Очень скоро кабаре приобрело большую известность в театральной среде, но просуществовало совсем недолго. Осенью 1910 года из-за несчастной любви 28-летний Тарасов покончил жизнь самоубийством.
Смерть в стиле модерн
Смерть его была несколько театральна, как и сама жизнь. Всю свою недолгую жизнь Тарасов любил театр, но актрис — гораздо больше. Был увлечен Алисой Коонен, протежировал ее, вызывая досаду в Немировиче, но причиной его смерти стала бывшая любовница, некая Ольга Грибова, красавица, дочь одного из богатейших московских купцов, жена члена крупного торгового дома «Н. Ф. Грибов и К?».
Оленька имела головокружительный успех — быть допущенным к ее маленькой ручке мечтали многие мужчины. Впрочем, в салон светской красавицы были вхожи лишь избранные, обладавшие либо деньгами, либо связями, либо талантами. Она кружила головы и разбивала судьбы. Не порывая с Тарасовым, Ольга Грибова страстно увлеклась другом своего мужа Н. М. Журавлевым. Он был совсем молод, лишь два года до знакомства с ней окончил гимназию и сразу стал директором крупнейшей Барановской мануфактуры. Сердечный друг Оленьки был щеголь, бонвиван и страстный игрок. Рассказывали, что, проигравшись по-крупному в карты, он стал требовать от влюбленной в него женщины денег и грозить самоубийством. Грибова бросилась в ноги к Тарасову и молила о деньгах для любимого.

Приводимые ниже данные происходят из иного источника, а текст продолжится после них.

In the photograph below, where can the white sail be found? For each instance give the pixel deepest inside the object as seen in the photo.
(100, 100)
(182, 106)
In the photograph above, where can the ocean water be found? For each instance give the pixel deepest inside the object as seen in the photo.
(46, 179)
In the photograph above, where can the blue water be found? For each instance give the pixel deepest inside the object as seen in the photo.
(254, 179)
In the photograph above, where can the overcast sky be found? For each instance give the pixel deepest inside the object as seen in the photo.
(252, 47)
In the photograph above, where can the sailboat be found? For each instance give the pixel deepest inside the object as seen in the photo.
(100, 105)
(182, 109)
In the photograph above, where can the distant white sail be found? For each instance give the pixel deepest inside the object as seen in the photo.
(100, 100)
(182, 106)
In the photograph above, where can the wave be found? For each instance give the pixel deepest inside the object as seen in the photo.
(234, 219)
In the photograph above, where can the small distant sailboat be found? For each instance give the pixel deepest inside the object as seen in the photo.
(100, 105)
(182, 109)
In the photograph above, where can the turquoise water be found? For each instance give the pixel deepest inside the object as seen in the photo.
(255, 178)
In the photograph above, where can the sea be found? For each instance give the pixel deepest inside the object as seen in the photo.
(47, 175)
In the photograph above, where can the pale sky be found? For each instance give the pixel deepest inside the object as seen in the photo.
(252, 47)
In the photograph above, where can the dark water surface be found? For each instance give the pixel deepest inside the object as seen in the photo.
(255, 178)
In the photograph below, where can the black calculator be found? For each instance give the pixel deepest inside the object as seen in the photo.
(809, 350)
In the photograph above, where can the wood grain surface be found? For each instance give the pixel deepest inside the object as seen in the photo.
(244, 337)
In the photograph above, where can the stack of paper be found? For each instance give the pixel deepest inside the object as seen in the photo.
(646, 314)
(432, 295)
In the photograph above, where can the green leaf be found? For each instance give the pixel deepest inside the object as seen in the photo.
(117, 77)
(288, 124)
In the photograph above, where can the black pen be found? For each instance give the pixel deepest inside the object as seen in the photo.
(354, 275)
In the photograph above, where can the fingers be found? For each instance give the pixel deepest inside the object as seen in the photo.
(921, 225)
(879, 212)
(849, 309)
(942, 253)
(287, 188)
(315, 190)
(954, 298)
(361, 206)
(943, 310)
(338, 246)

Арлекин и смерть. К. Сомов, 1907
Выручать соперника не позволяла честь, и Тарасов вежливо отказал. Тем же вечером опозоренный Журавлев застрелился. На панихиду Тарасов и Грибова отправились вместе. После службы они распрощались: Оленька отправилась домой, мило поговорила с домашними и, оставшись одна, выстрелила себе в сердце. Она не умела обращаться с оружием, и смерть наступила не сразу, окровавленную, ее отвезли в больницу, но спасти не смогли.